Gadgets 'driving up energy use'Big TVs increasing CO2 emissions, says report
22 January 2008
The growth of high-tech entertainment devices in the UK living rooms is driving up the amount of energy used in the nation’s homes, according to a new report.
It says that power consumption has leapt as the amount of gadgets and devices has grown.
For example, TVs can now be surrounded by a host of accessories including multiple speakers, a DVD player, hard-disk recorder, a set-top box, a games console, remote controls and other devices.
The report, by Financial consultant Deloitte, adds that TVs are also getting bigger and more power hungry.
Digital switchover, which is being phased in across the UK, is also boosting electricity usage as householders upgrade to digital set-top boxes.
Deloitte's report says that forcing manufacturers to reduce the power consumption of devices when they're on standby would be one way to cut carbon dioxide (CO2) emissions.
It adds that some TV manufacturers have already brought out more energy-efficient sets.

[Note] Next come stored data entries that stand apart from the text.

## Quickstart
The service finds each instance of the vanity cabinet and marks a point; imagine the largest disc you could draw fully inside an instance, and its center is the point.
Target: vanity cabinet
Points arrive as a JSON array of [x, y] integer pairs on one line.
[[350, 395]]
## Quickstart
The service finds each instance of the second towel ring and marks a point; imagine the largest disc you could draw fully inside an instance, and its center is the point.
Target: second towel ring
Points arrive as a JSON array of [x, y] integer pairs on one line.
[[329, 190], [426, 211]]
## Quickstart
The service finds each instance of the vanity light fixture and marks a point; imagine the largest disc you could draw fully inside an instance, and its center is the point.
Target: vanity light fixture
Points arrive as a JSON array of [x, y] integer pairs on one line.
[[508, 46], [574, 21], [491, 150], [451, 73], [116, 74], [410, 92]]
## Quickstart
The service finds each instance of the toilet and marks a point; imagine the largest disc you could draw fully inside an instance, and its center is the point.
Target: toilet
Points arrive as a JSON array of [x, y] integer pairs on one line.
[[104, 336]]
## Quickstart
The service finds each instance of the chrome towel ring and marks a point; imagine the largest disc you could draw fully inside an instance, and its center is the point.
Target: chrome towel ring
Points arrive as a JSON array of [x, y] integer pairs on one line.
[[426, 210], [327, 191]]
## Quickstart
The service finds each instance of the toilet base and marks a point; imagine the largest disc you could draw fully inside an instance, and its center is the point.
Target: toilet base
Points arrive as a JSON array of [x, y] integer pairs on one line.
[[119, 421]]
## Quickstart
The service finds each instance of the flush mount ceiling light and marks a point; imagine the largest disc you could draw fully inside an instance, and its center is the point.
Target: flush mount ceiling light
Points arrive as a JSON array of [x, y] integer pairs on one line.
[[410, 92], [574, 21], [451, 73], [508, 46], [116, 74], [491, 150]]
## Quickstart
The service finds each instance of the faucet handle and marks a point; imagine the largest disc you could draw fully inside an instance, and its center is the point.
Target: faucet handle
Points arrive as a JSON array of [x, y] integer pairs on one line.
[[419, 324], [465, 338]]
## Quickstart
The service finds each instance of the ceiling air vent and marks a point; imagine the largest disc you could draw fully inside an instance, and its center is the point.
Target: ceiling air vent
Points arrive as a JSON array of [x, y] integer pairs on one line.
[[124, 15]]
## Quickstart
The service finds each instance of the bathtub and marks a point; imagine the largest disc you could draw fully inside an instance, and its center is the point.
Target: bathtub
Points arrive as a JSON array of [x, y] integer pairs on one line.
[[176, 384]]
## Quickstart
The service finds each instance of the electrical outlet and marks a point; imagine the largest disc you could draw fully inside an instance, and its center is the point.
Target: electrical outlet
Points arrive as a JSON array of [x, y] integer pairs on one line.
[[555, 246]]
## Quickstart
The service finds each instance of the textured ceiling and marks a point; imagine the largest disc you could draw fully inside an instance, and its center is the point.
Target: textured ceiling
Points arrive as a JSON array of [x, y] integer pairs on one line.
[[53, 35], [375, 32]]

And the report says that new technology already used in the small screens of some mobile phones could be developed to further cut TV power consumption.
Carbon dioxide emissions
In a separate move, BT has unveiled a range of energy-efficient home phones.

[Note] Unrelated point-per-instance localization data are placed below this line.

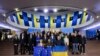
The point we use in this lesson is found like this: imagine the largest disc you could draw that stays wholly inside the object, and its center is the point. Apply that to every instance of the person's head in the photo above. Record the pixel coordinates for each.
(66, 36)
(58, 37)
(49, 40)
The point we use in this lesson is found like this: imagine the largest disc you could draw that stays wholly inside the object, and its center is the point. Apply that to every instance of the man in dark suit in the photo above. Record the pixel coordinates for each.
(16, 44)
(82, 44)
(22, 43)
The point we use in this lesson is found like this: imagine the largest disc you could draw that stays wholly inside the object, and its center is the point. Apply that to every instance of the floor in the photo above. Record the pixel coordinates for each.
(92, 49)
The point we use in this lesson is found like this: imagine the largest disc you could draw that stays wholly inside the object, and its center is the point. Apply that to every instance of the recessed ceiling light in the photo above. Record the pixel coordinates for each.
(45, 10)
(85, 9)
(55, 9)
(35, 9)
(97, 16)
(16, 9)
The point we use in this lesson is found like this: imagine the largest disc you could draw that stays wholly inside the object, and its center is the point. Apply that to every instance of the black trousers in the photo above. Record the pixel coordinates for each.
(82, 48)
(15, 49)
(22, 49)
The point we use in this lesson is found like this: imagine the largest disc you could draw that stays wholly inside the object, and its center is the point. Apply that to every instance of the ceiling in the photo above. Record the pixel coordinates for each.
(7, 6)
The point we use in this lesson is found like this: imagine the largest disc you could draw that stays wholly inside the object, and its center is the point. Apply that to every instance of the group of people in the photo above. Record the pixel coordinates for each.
(75, 42)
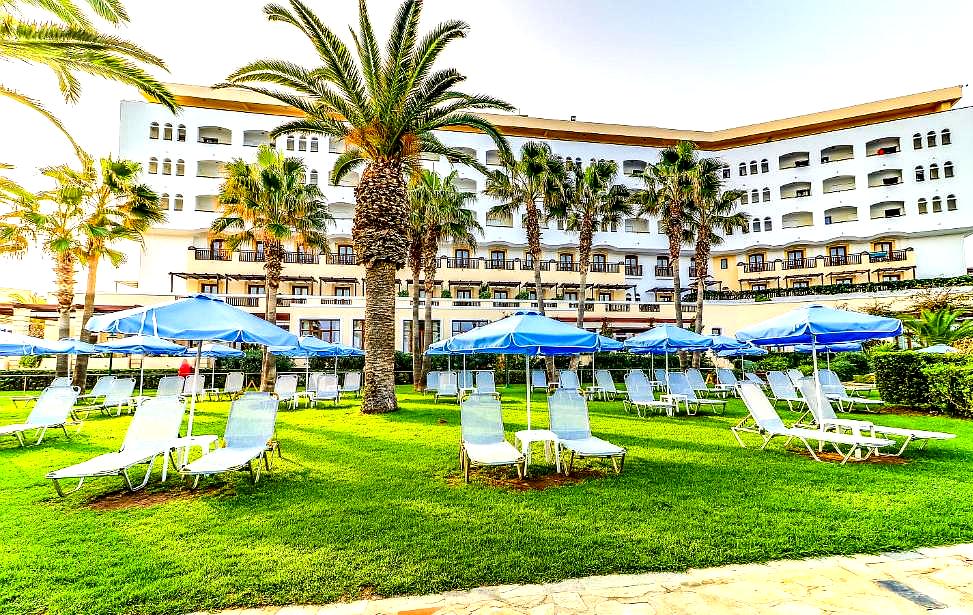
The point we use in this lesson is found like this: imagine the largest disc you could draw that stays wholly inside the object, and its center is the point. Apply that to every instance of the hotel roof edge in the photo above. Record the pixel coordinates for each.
(910, 105)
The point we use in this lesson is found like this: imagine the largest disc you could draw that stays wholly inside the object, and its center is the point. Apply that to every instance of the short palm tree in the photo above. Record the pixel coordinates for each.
(593, 201)
(447, 218)
(70, 46)
(121, 208)
(268, 203)
(384, 107)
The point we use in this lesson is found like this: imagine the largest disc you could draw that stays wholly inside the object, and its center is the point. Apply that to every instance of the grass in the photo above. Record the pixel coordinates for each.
(375, 505)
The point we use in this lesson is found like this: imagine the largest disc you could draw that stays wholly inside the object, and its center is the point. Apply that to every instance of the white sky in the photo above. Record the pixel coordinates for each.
(698, 65)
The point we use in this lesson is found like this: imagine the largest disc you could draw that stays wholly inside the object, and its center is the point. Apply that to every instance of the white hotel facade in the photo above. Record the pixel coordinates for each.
(876, 192)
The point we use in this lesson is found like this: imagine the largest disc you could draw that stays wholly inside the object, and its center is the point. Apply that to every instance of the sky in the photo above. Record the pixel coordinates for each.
(700, 65)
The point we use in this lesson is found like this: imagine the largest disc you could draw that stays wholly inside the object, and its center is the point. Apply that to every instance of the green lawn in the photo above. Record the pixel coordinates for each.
(375, 505)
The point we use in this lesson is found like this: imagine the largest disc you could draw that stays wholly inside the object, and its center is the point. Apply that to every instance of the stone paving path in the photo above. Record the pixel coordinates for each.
(935, 581)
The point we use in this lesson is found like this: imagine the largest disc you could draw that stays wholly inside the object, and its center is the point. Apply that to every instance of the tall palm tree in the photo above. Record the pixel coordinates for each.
(114, 202)
(713, 215)
(384, 107)
(268, 203)
(593, 201)
(447, 218)
(71, 45)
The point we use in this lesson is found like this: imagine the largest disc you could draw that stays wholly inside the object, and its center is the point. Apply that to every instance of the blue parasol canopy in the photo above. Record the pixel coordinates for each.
(816, 324)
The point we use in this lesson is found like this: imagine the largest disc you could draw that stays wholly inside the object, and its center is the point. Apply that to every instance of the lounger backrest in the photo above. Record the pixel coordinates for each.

It says that more than 90% of its home phone range will be more energy efficient by this July.
BT says the new handsets use about half the power of previous models, but don't cost any more to buy. And it estimates the switch to the new designs will cut customers' combined CO2 emissions by 195,000 tonnes over three years.
The first phones in the range are the BT Graphite 1500 with answering machine, BT Graphite 1100, BT Freestyle 610 and BT Freestyle 650 with answering machine.
The new phones are available now from Argos, the BT online shop and other leading retailers.
Which? phones researcher Jon Barrow welcomed the move.